According to legend, Francis of Assisi himself founded this Franciscan church, which was also built by di Cambio. Santa Croce is also known as the “Pantheon of Florence” – not for architectural reasons, but rather because tombs and memorials of some of the most important Renaissance protagonists rest inside it. Michelangelo, Gioachino Rossini, Machiavelli and Galileo Galilei found their last resting place here. Constructions of the church dragged on for centuries, commenced and stopped several times. For instance, the planned addition of a tower was cancelled approx. 300 years after the first stone laying with the remains having since been torn down. However, Santa Croce is everything but incomplete. Find fascinating frescoes and paintings by Giotto and both Gaddis – father and son – inside the church. Sadly, Cimabue’s Crucifixion was badly damaged after severe flooding in 1966, the face of the Redeemer most likely being permanently blurred. Let’s hope there won’t be an old lady trying to re-paint it…

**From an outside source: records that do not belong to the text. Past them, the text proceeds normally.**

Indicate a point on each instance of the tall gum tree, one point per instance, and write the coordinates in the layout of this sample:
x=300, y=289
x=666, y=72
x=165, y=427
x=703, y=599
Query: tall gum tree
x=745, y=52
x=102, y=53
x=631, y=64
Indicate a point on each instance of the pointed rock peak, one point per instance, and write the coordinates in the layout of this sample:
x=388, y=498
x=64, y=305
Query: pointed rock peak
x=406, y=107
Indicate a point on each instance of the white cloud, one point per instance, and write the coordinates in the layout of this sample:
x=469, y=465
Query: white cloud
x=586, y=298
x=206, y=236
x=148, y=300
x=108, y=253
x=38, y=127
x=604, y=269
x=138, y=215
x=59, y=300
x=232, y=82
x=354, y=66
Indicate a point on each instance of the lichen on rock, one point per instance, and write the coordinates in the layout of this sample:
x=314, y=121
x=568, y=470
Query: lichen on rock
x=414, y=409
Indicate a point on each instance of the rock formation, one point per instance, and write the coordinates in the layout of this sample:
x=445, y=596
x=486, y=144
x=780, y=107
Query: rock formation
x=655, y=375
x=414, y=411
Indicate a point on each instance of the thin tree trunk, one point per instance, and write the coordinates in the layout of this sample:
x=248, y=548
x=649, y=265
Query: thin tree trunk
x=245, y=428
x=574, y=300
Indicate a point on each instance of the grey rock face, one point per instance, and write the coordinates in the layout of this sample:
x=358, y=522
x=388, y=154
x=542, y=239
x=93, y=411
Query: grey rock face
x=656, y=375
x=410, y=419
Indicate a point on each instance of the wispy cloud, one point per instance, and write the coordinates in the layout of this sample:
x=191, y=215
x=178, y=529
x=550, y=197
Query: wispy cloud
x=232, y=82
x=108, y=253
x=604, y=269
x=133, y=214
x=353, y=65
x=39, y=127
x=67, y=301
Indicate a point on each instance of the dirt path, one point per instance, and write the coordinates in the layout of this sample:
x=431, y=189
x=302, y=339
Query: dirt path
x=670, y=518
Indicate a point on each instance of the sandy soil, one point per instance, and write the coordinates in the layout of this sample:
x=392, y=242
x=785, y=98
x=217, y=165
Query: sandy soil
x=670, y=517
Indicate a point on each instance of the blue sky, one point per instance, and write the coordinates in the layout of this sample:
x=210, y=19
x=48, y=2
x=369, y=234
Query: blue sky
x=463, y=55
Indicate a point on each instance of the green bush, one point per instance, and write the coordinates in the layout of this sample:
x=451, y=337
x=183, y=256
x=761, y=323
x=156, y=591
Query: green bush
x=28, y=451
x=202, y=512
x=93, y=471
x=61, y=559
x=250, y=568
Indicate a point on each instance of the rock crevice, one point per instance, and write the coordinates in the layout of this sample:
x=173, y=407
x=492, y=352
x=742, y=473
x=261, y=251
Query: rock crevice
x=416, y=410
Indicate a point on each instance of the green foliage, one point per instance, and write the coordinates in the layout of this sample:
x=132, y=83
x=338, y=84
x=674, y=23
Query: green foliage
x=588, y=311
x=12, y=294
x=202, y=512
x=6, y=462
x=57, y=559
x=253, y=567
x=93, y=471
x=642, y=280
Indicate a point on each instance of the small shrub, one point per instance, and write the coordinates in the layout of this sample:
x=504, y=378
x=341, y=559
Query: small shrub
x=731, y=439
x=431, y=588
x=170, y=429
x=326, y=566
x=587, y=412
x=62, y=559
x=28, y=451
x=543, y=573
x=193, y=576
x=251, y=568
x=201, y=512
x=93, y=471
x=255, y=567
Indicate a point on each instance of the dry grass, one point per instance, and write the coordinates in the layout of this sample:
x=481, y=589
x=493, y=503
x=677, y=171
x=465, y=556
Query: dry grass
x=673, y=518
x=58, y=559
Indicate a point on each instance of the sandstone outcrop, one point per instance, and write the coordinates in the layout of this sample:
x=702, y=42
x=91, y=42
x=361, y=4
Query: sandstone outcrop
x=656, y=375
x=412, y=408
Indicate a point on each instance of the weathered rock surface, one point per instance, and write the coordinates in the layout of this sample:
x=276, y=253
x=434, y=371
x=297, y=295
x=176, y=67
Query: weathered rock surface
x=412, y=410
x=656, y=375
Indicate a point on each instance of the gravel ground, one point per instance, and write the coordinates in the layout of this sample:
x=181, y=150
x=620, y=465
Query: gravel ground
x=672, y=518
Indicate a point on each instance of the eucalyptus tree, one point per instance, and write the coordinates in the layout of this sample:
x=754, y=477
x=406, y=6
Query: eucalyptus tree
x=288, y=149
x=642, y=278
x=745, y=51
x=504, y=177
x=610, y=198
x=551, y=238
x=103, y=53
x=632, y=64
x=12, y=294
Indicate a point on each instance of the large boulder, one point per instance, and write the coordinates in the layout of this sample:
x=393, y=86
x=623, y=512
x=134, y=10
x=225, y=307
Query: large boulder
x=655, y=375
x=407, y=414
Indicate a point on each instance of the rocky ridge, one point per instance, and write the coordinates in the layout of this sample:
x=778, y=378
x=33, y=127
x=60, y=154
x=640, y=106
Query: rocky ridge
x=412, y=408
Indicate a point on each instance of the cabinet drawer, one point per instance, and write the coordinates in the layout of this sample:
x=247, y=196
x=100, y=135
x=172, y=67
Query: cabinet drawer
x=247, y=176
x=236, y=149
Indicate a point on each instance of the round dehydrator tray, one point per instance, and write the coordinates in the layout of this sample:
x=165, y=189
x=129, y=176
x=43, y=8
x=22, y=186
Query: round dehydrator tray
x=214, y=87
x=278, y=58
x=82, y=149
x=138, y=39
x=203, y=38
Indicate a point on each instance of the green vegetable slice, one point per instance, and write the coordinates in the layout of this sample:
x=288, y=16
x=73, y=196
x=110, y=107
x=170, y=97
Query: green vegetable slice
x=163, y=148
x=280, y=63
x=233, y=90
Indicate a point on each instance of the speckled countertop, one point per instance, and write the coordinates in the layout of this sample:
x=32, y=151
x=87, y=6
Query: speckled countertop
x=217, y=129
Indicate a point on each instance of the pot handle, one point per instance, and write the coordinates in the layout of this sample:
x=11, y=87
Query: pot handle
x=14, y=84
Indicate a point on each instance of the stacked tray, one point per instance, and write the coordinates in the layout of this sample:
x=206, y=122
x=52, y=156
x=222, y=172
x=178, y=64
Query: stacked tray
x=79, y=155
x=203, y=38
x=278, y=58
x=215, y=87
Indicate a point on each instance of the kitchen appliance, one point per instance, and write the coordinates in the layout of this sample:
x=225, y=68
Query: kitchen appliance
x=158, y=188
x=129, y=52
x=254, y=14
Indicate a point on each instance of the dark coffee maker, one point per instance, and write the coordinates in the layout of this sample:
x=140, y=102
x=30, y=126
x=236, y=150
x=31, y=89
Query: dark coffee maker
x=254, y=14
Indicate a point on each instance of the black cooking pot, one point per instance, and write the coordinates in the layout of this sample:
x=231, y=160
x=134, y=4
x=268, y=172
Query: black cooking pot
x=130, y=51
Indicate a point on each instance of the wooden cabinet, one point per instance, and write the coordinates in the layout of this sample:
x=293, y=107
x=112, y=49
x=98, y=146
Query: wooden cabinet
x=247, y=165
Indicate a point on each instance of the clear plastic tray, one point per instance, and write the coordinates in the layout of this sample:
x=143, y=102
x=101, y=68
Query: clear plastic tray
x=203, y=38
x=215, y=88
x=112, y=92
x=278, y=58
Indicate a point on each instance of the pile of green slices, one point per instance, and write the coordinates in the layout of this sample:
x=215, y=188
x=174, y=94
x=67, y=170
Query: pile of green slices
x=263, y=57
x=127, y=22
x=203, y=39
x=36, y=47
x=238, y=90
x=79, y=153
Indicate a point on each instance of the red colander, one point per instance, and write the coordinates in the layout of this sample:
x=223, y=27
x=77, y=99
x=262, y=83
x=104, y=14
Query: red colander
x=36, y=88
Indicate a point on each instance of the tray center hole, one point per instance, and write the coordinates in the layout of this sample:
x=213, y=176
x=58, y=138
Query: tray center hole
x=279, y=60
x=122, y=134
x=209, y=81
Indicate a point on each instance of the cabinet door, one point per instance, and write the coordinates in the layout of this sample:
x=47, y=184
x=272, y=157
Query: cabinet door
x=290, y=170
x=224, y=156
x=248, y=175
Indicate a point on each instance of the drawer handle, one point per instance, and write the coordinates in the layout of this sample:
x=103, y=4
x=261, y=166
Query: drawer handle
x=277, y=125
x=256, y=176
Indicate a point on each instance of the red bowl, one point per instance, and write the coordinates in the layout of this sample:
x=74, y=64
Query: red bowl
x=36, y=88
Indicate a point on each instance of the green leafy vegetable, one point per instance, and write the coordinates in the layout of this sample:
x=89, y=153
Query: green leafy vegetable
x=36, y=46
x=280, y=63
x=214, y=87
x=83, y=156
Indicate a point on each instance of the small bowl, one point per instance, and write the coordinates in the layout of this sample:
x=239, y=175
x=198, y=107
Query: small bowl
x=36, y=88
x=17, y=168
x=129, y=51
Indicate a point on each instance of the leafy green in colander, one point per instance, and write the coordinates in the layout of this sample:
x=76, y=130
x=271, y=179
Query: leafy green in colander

Only built in the second half of the 16th century, the Uffizi are among the younger parts of the UNESCO World Heritage Site. This, however, doesn’t derogate its outstanding position in the slightest, as the complex of buildings, which originally housed administrative offices and ministries, is now home to one of the most important art collections in the entire world. The Galleria degli Uffizi moved in as early as 1580 and has ever since been housing a publicly available collection of sculpting and painting ranging from antiquity to the late baroque period. You will certainly be captivated by some of the world’s most famous pieces of art, such as Botticelli’s “The Birth of Venus”, Raphael’s self-portrait or Leonardo da Vinci’s “The Annunciation”. Likely the most famous piece, however, is the Medici Venus, made in the 1st century BC and inspired by Greek sculptors. Its exact origin remains a mystery to this day.

Palazzo Pitti

This final highlight of Florence’s historic centre is unusual and, at the same time, everything but. As the name suggests, Palazzo Pitti was originally built for the merchant Luca Pitti. It is believed that Brunelleschi himself is responsible for the base of the palace. Contrary to similar fortress-like buildings, the palazzo passed on luxurious decoration and was instead built completely out of ashlars, also known as rustication. Cosimo I de’ Medici had an above-ground walkway built above the Ponte Vecchio connecting the Palazzo Pitti with the Palazzo Vecchio, thereby turning it into an essential part of Florence’s historic centre. Nowadays, the palace mainly acts of home to numerous museums and galleries, such as the Medici art collection and the Royal Apartments. The Boboli Gardens behind the palace features an almost legendary collection of sculptures and the gorgeous Mannerism grotto.

Florence’s historic centre has so many other highlights to offer, such as the Palazzo Vecchio with a replica of Michelangelo’s David on its forecourt or the grand Ponte Vecchio connecting the Uffizi with the Medici palaces. We could write entire books about this collection of architectural and artistic masterpiece, they would never be even remotely complete. We wish you lots of fun with your journey to Tuscany’s Renaissance pearl!